Sequence processes elements lazily one at a time. In this tutorial you will learn the syntax, walk through a complete example program, study the sample output, and review best practices so you can apply the concept confidently in your own projects.
Definition
- Sequence processes elements lazily one at a time.
- Created using sequenceOf or asSequence().

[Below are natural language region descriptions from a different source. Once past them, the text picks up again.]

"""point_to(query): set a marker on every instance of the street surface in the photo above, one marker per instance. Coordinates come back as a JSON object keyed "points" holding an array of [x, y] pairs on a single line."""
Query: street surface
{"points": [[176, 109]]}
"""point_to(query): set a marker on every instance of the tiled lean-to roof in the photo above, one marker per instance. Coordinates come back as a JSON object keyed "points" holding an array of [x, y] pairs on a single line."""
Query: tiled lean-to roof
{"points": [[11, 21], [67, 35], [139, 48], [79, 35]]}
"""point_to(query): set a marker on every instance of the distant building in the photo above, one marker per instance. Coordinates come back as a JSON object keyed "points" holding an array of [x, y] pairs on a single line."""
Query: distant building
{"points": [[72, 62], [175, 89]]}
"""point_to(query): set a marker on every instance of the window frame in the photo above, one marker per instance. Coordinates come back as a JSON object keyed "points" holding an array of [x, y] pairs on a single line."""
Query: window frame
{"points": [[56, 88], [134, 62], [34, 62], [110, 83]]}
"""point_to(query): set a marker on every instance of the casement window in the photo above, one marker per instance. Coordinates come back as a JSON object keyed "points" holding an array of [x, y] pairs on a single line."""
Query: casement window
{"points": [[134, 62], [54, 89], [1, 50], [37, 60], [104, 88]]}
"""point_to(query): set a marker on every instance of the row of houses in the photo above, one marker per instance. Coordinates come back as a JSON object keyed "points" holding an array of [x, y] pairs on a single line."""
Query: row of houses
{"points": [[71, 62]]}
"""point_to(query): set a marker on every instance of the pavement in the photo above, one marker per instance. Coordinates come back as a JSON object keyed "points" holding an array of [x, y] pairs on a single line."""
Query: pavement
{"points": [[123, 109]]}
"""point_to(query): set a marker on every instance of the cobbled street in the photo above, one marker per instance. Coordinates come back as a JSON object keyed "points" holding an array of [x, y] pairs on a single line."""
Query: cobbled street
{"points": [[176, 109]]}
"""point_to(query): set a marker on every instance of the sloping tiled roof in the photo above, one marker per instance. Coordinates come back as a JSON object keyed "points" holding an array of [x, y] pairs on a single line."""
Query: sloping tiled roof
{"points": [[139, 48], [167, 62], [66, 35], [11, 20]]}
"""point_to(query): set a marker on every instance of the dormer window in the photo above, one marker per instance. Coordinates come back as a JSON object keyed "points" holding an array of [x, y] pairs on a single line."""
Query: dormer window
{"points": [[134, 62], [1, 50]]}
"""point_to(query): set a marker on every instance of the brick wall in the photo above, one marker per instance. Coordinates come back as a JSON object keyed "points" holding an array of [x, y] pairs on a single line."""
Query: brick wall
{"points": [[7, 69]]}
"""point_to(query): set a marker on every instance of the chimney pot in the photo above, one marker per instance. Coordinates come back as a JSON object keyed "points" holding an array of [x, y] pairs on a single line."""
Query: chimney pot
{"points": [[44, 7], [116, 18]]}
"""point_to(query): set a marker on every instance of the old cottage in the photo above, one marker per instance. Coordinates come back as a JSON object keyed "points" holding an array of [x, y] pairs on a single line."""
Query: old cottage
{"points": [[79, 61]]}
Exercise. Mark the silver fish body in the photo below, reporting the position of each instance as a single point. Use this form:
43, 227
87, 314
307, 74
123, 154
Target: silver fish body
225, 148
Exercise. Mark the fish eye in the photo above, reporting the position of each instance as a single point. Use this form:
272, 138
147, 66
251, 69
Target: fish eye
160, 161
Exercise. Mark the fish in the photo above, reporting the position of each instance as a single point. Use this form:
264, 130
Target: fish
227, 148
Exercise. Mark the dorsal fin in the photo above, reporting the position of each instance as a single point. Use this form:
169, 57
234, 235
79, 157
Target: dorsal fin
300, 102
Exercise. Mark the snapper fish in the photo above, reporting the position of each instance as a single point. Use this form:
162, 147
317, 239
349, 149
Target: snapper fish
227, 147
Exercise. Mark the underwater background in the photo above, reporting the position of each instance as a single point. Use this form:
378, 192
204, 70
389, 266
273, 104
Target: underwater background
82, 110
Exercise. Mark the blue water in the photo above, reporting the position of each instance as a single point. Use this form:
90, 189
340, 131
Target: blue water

- Useful for large or infinite data streams.
Syntax
val seq = sequenceOf(1, 2, 3)
Sequence Basics in Kotlin Example Program in Kotlin
fun main(args: Array<String>) {
val seq = sequenceOf(1, 2, 3, 4)
val result = seq.filter { it % 2 == 0 }.toList()
println(result)
}
Sample Output
[2, 4]
When to use
Use sequences when processing long chains of transformations on large collections and you want lazy evaluation.
How it works
-
The program starts with a
mainfunction — the entry point that runs when you execute the file. -
val seq = sequenceOf(1, 2, 3, 4)assigns or updates a value used later in the program. -
The
println(result)statement writes a line to the console — this produces part of the sample output below. -
Sequence processes elements lazily one at a time.
-
Run the program in IntelliJ IDEA, Android Studio, or with the Kotlin command-line compiler (
kotlinc/kotlin). Compare your console output with the sample output shown below.
Best Practices
- Understand the core idea: sequence processes elements lazily one at a time.
- Prefer readable names and small functions so examples map directly to real projects.
- Run and modify the example — change values and observe how the output changes.
Common Mistakes
- Skipping the example and only reading the definition — hands-on practice cements the concept.
- Copying syntax without understanding nullable vs non-nullable types or scope rules.
- Ignoring compiler warnings that often point to safer alternatives.
Key Points
- Sequence processes elements lazily one at a time.
- Created using sequenceOf or asSequence().
- Useful for large or infinite data streams.
- Test the example locally and verify the output matches the sample.
- Experiment by changing input values to see how behaviour changes.
Notes
- Semicolons at the end of statements are optional in Kotlin.